The appeal of the rolling Ozarks is not lost on the entertainers, most of whom have settled there after long, exhausting runs on the road. Even with 12 shows a week, Tillis considers life in Branson "a vacation." Says resident singer-comedian Jim Stafford, whose witty, whimsical show is in its second year: "It is easy to get burned out on the road. But here I live on the lake. I just drive in, play and go home."

Branson, too rocky to grow anything but "kids and tomatoes," has long been a tourist town. It drew its early visitors as the setting of the sentimental 1907 best seller The Shepherd of the Hills, now re-enacted nightly in an amphitheater. Things picked up around 1960 with the opening of Silver Dollar City, a turn-of-the-century theme park, and Table Rock Lake, a fish-rich creation of the Army Corps of Engineers. At about the same time came a country jamboree called the Baldknobbers, named for a legendary vigilante group, and still a top attraction. But it was not until 1983, when Roy Clark's Celebrity Theater began to bring big names to town, that the strip began its growth spurt.

Next spring will see the strongest surge yet: new theaters from Johnny Cash, Silver Dollar City and, perhaps, Andy Williams. Country is still king, but the newer shows have broader ambitions. Violinist Tabuchi's variety show, perhaps the most popular in town, downplays country and goes heavy on glitz. Says Ben Bush, a businessman who plans a two-theater complex next spring: "People want to be entertained. If that means less country music, then that is what it will take."

But city fathers have no intention of turning their town into another Las Vegas. Branson sees itself as a family attraction: almost every production has a flag-waving number, and there are several gospel shows. Jack Herschend, president of Silver Dollar City, points out that no blue shows have succeeded. "This is such a family place that anyone who tried to capture the off- color niche wouldn't work."
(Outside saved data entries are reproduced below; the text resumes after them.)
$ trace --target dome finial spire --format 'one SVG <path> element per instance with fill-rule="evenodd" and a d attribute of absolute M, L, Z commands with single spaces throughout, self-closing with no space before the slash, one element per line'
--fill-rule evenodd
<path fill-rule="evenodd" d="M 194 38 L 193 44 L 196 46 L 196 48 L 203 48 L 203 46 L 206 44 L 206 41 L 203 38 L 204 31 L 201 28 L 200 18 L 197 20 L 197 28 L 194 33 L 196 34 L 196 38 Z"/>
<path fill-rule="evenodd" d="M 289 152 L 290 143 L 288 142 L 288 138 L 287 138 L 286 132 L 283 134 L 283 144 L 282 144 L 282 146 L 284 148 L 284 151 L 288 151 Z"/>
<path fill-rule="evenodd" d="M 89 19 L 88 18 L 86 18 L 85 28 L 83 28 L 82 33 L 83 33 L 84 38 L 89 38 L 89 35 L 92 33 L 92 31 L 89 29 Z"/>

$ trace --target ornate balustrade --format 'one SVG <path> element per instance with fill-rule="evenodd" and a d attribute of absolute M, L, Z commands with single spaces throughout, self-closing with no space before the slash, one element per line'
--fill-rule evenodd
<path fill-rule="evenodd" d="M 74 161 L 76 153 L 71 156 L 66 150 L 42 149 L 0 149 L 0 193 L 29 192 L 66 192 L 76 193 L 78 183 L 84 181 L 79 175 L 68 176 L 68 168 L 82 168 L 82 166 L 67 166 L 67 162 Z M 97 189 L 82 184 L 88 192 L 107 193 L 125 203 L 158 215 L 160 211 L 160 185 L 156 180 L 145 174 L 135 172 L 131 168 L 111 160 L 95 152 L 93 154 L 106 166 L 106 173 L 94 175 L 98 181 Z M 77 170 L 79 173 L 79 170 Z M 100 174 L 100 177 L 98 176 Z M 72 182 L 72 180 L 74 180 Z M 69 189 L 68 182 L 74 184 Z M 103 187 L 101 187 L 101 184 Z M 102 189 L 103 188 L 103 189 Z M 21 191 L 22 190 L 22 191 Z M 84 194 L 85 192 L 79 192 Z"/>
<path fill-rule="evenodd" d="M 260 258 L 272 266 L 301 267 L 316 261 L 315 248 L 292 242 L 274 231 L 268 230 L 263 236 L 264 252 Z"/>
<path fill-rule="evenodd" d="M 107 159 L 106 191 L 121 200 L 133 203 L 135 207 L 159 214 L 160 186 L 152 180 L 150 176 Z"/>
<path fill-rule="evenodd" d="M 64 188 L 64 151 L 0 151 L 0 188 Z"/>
Some locals are less than thrilled by the heavy traffic -- and by the half- percent increase in sales tax passed last week to pay for new roads. Many more jobs are available than in the past, but most are seasonal and pay at or near minimum wage. "In the winter everyone sits around on unemployment," says Gary Evans, a vending-machine salesman. "Mostly, though, the attitude is, 'Don't bite the hand that feeds you.'

But there is no turning back the clock. Too many tourists have found a friendly, affordable mecca in Branson; too many nationally known performers, & some of whose hits are behind them, have found appreciative audiences. "It is an honest-to-goodness boomtown," says Stafford. "There are other places where this could be happening, but it's not. The gold rush is here." Spoken like a true pioneer.